At least one World War II and Korean War veteran is no fan of Chicago's restrictive gun laws.
LaFerena Batchelor, 84, is frustrated with the dozens of times his far south side home has been vandalized and wants a permit to own a gun. The city won't allow it.
"If you have a gun in the house, it's a psychological benefit. People will know you have a gun and they'll have respect for you. You don't have to fire the gun. You don't have to show the gun. But they'll know there's a gun in there, and so they're not going to be disrespecting you by [inaudible] you and trying to come in to kill you," Batchelor said Wednesday after appearing before the city's Department of Administrative Hearings.
Batchelor showed up with police reports detailing his concern, but the city argues that any illegal use of a firearm is cause for revocation. It doesn't matter how serious the offense is, it's still unlawful, the city maintains.

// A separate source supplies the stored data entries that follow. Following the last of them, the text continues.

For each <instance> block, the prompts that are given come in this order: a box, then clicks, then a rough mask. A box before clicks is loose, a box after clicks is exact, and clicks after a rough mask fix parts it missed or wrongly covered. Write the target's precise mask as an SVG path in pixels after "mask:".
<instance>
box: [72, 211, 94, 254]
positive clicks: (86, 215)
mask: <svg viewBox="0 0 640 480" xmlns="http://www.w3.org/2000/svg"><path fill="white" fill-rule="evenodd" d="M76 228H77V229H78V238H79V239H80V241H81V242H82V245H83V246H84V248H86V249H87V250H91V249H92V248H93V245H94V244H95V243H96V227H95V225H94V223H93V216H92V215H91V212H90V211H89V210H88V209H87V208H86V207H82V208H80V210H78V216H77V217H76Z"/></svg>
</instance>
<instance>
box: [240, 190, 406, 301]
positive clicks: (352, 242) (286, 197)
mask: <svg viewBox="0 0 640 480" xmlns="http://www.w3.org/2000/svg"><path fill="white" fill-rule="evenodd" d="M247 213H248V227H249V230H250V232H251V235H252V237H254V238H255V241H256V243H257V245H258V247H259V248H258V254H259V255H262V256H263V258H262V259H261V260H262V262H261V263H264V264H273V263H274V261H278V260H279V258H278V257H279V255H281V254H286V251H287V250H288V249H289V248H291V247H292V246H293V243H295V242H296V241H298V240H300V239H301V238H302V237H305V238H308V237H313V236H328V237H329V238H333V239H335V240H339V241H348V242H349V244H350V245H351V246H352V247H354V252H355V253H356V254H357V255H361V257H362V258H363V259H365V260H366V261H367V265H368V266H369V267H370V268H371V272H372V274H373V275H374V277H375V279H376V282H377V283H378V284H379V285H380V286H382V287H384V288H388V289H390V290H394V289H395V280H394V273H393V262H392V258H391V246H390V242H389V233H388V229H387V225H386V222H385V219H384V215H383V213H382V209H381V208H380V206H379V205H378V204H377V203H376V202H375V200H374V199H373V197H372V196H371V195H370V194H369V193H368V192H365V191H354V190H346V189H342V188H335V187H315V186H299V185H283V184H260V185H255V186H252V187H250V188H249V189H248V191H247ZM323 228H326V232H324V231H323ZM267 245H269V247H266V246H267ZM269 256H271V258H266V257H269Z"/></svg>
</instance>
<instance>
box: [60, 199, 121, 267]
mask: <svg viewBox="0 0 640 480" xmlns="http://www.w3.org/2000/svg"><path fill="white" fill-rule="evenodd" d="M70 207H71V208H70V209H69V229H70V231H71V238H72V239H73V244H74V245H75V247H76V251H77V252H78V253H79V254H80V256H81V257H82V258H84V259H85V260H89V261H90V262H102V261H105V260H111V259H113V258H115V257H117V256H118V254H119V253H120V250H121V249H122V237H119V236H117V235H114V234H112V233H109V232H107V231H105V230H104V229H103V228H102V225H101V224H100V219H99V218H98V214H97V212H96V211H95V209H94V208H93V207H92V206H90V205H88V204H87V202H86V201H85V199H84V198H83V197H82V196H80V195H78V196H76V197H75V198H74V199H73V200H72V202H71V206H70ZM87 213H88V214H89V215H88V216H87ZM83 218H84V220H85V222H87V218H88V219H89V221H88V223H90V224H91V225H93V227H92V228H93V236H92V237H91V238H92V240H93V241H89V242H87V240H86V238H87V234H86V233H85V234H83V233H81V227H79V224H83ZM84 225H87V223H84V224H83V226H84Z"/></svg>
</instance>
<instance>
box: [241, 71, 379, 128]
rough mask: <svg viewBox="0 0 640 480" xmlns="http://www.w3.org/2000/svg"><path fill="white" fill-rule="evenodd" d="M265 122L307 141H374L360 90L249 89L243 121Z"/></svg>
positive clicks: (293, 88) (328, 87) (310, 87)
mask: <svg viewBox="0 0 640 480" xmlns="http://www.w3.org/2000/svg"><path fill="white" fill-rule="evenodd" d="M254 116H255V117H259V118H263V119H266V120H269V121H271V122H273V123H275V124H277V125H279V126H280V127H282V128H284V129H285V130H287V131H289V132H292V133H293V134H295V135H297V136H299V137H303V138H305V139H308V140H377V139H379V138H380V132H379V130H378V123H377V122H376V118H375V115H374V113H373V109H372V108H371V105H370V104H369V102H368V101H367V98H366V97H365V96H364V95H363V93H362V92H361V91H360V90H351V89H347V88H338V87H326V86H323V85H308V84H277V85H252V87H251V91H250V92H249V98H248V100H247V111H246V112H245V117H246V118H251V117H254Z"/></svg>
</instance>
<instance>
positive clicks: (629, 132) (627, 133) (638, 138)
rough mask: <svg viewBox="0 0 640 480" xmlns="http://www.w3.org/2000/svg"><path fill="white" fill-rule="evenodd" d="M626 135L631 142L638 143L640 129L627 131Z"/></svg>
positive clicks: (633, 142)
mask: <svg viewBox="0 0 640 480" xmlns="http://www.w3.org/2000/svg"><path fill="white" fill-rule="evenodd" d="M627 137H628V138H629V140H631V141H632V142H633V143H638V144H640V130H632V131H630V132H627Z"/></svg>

He once legally owned a gun, but lost his privileges roughly 15 years ago after firing a gun in his backyard to scare a pack of dogs. Since then, he said, there's been incident after incident at his home, including fires, broken windows and other disturbances.
Batchelor's attorney, Joel Brodsky, said his client is being denied his right to protect himself in a dangerous neighborhood.
"He's feeling like the city is making him become a criminal in order to defend himself," said Brodsky.
The judge in the case has three days to make a decision, which she can announce by mail. Attorneys for the city refused to comment, but Brodsky said he's prepared to push the case to court if his client's request is denied.